MUMBAI: State Bank of India, facing a “credit discipline” issue in Andhra Pradesh and Telangana following their Governments’ call for farm loan waivers, today said that repayment delays are getting spilled over into poll-bound states as well.

The country’s largest lender said Rs 1,959 crore, or 20 per cent, of its fresh slippages of Rs 9,932 crore in the June quarter came from the farm sector and Andhra Pradesh and adjoining Telangana alone accounted for Rs 600 crore of this.

“We believe it is necessary for people to have credit discipline. We also believe these are two states where there is a lot of potential. Unless they (AP & Telangana) are able to access bank finance, they will not be able to come up to the potential,” SBI Chairperson Arundhati Bhattachrya said.

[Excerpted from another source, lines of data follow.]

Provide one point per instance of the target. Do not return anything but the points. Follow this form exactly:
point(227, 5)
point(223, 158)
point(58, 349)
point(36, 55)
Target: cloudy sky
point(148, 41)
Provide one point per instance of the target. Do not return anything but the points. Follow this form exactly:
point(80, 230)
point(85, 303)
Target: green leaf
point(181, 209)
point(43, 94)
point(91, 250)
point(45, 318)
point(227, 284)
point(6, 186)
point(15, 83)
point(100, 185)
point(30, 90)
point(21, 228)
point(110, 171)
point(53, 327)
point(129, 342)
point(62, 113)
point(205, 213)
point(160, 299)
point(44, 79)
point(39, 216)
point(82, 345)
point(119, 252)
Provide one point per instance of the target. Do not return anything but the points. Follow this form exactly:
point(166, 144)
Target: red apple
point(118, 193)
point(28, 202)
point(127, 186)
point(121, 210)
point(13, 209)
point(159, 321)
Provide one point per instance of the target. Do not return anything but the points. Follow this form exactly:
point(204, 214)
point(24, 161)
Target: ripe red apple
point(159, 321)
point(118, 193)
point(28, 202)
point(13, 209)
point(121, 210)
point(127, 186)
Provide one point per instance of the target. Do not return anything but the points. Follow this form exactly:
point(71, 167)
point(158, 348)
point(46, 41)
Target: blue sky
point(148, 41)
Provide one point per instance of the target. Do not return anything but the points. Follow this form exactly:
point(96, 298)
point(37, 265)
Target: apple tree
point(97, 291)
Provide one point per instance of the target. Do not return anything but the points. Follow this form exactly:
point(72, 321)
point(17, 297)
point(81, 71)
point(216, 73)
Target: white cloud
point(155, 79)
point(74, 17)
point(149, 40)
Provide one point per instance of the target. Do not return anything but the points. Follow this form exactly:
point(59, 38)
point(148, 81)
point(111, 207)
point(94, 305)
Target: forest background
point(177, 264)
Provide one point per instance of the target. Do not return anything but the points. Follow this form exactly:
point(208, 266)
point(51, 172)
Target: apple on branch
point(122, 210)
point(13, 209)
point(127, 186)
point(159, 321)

In Andhra and Telangana, the hit for the bank is not limited to the losses on the agri loans alone. Other loans taken by farmers like for housing and gold are also getting classified as NPAs, she said.

Another hit of Rs 150 crore has come from the home and gold loans side in Andhra Pradesh alone, she added. However, in what may be of concern to the financial system, SBI today said the trend of non-payment is spilling over to other poll-bound states.

“The States that are about to go to the polls are the obvious culprits. Yes, we are seeing some kind of induction effect as we call it.”

Asked specifically if Maharashtra, which otherwise prides itself on development front, is also among the States reporting higher asset quality stress, she countered asking if Maharashtra is not poll-bound.

The Andhra and Telangana Governments had promised farm loan waivers or loan restructuring in the run-up to Assembly elections, citing the impact of cyclone Phailin last year.

RBI Governor Raghuram Rajan had questioned on Tuesday the premise for farm loan waivers, saying there had not been any major crop damage to invite softer regulatory treatment. While in Andhra Pradesh the impact will be to the tune of Rs 87,000 crore if the loan waiver demand is met, in Telangana it will be close to Rs 40,000 crore.